Basic Facts To Know About Blockchain
Nowadays, the media, and others, regularly talk about blockchains and Bitcoin. It can be confusing. We thought it might be helpful to take a step back and cover some basic facts.
First Things First
Blockchain is an append-only digital ledger that records transactions in a secure, decentralized, immutable, and transparent manner. It is a distributed database maintained by a network of computers rather than a single central authority. The database is used to store information about transactions between different parties. This information is stored in blocks linked together to form a chain. This chain of blocks is what makes up the blockchain.
The idea of how to update and maintain a blockchain through proof of work was first introduced in October 2008 as the underlying technology behind the digital currency, Bitcoin. However, since then, the technology has evolved and it can now be used for applications beyond just digital currencies. Some of these applications include smart contracts, digital identity management, supply chain management, and more.
It’s Decentralized - but what does that mean?
One of the key features of blockchain technology is its decentralization. This means that there is no central authority that controls the database. Instead, the database is maintained by a network of computers known as nodes. Each node in the network has a copy of the entire database.

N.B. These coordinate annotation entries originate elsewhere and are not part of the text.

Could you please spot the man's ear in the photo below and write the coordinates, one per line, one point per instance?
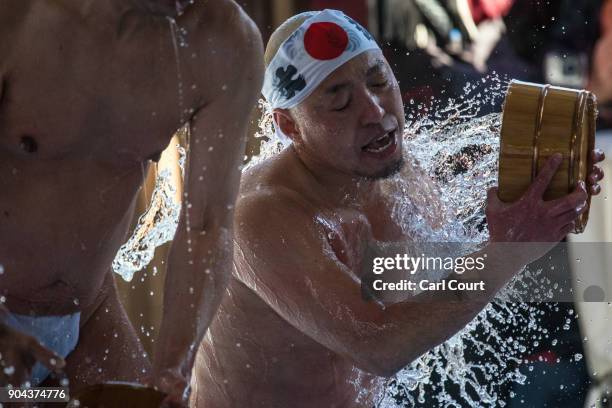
(284, 121)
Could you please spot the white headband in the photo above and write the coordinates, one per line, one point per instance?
(317, 48)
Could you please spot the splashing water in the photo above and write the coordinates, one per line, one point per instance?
(458, 147)
(154, 228)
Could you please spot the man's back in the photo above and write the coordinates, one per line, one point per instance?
(90, 93)
(91, 90)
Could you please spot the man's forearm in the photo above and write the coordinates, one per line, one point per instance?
(199, 267)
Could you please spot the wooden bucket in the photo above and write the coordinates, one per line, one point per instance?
(116, 394)
(538, 121)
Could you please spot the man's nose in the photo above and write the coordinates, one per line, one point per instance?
(373, 111)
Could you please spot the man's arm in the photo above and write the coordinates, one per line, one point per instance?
(199, 263)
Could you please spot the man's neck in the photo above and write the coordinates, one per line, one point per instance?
(339, 188)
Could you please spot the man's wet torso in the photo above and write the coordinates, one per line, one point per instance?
(251, 355)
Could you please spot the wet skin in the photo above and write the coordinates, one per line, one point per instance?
(293, 329)
(89, 96)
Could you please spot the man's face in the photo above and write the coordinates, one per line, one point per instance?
(353, 122)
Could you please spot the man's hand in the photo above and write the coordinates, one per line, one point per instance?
(18, 354)
(531, 219)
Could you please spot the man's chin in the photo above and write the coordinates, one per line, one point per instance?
(389, 171)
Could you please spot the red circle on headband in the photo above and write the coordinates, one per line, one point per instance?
(325, 41)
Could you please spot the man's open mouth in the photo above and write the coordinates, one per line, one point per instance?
(380, 144)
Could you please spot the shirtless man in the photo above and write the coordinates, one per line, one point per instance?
(293, 329)
(91, 92)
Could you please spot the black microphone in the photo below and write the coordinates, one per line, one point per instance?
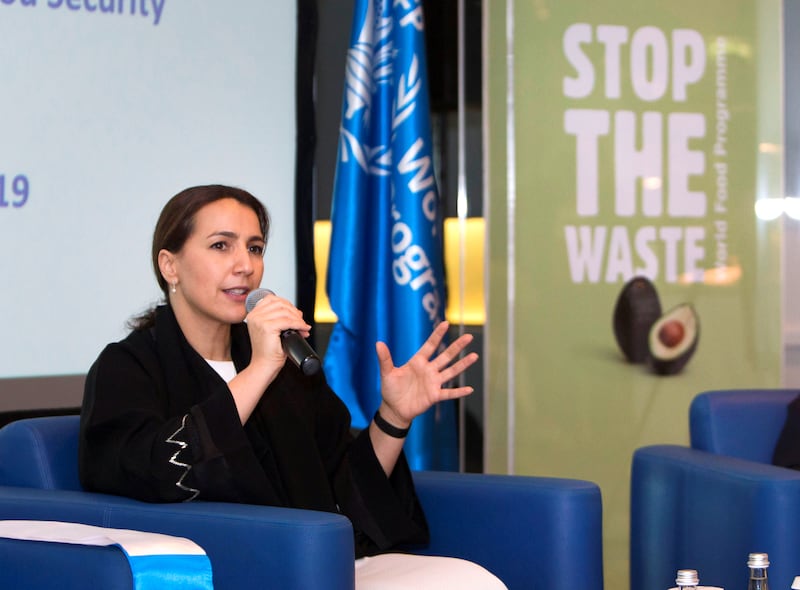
(294, 345)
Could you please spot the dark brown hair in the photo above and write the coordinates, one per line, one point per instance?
(176, 223)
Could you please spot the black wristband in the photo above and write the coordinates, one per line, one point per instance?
(387, 428)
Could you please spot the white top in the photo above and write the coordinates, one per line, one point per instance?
(225, 369)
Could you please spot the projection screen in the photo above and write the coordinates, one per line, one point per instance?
(107, 109)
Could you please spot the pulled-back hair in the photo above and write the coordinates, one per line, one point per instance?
(176, 223)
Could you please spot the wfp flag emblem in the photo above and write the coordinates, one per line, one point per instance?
(385, 271)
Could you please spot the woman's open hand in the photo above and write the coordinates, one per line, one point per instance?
(411, 389)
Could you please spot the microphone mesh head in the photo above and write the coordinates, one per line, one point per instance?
(254, 296)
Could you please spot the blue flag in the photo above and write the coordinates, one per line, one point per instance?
(385, 271)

This makes the technology incredibly secure, as there is no central point of failure.
Another key feature of blockchain technology is its transparency. All transactions on the blockchain are typically public, meaning anyone can view the information stored in the database. This makes it possible to track the movement of assets and information, which can be useful in a variety of applications. For example, in supply chain management, a blockchain database can be used to track the movement of goods from the manufacturer to the consumer.
A Note on Cryptography
The security of blockchain technology is maintained through a combination of cryptography and economic incentives. Cryptography is a method of encoding information so that it can only be read by someone with the correct key. In the case of blockchain, this key is used to sign transactions, which are then added to the distributed ledger. Once a transaction has been added to the blockchain, it is extremely (and often impossibly) expensive to alter or delete it. This makes the technology immutable, meaning that the information stored in the database is permanent and cannot be changed.

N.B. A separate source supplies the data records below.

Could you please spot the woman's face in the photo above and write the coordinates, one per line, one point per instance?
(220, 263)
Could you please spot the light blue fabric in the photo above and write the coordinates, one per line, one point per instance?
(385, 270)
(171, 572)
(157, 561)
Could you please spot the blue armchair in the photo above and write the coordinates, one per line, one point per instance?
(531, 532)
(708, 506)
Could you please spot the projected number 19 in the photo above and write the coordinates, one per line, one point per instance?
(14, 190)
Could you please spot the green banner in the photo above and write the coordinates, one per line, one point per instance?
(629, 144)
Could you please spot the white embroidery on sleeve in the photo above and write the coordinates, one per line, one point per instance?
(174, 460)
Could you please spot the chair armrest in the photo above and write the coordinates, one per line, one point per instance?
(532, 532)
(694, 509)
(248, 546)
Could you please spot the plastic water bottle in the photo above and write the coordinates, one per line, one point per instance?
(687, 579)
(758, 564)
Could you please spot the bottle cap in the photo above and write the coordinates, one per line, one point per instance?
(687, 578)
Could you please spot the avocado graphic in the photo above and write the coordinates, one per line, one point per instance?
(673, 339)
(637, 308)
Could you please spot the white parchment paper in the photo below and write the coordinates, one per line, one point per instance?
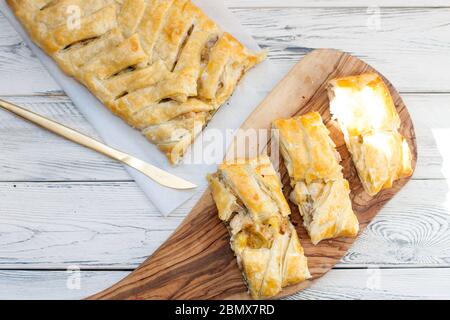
(118, 134)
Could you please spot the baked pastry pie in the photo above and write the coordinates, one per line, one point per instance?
(161, 65)
(249, 200)
(319, 188)
(367, 116)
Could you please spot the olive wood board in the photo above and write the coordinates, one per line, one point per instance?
(196, 262)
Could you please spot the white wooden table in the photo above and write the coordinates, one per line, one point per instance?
(63, 206)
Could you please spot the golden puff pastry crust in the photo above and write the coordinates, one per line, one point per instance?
(163, 66)
(319, 188)
(366, 114)
(249, 200)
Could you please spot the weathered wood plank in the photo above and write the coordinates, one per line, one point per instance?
(29, 153)
(396, 48)
(333, 3)
(381, 284)
(426, 283)
(113, 225)
(407, 54)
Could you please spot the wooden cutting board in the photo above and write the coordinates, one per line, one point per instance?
(196, 262)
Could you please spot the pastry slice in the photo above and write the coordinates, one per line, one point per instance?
(367, 116)
(319, 188)
(163, 66)
(249, 200)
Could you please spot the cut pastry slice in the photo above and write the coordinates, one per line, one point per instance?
(151, 62)
(249, 200)
(319, 188)
(367, 116)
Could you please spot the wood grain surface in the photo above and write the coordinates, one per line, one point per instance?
(197, 263)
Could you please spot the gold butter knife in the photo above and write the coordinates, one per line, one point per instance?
(160, 176)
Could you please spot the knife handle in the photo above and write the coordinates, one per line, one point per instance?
(66, 132)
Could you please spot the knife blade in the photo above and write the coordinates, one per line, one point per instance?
(160, 176)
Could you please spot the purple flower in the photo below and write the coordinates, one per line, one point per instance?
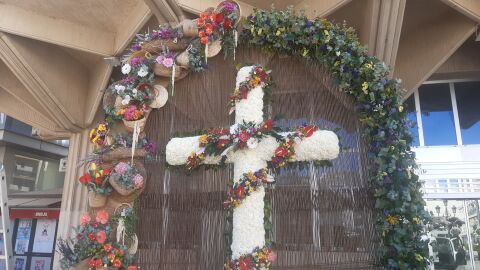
(136, 47)
(136, 61)
(128, 80)
(228, 7)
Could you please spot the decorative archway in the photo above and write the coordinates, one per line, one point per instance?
(376, 173)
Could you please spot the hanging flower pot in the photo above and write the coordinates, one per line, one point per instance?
(214, 48)
(161, 96)
(182, 59)
(96, 200)
(189, 28)
(126, 178)
(156, 46)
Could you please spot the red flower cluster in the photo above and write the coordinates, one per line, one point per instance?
(209, 22)
(247, 184)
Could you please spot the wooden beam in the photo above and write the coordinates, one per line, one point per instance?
(30, 24)
(315, 8)
(130, 26)
(426, 46)
(469, 8)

Introducing Smart Contracts
One of the most important applications of blockchain technology is in the area of smart contracts. A smart contract is a self-executing contract with the terms of the agreement between buyer and seller being directly written into lines of code. These contracts are stored on the blockchain and can be executed when certain conditions are met. For example, a smart contract could be used to automatically transfer ownership of a piece of property from one person to another when a specific condition is met. This can reduce the need for intermediaries, such as lawyers and real estate agents, to make transactions faster, cheaper, and more efficient.
Managing Identity Digitally
Another important application of blockchain technology is in the area of digital identity management. A blockchain database can be used to store information about individual credentials. This information can be used to verify the identity of individuals when they are making transactions or accessing services. This can help to improve online transactions’ security and reduce the risk of identity theft.
Blockchain technology has the potential to revolutionize a wide range of industries. However, some challenges must be overcome for the technology to reach its full potential. For example, there are concerns about the energy consumption of the technology, as well as the scalability of the network.
Blockchain technology is a powerful tool that has the potential to change the way we do business, make payments and interact with each other. By offering a secure, decentralized, and transparent way of storing information, it has the potential to make transactions faster, cheaper, and more efficient.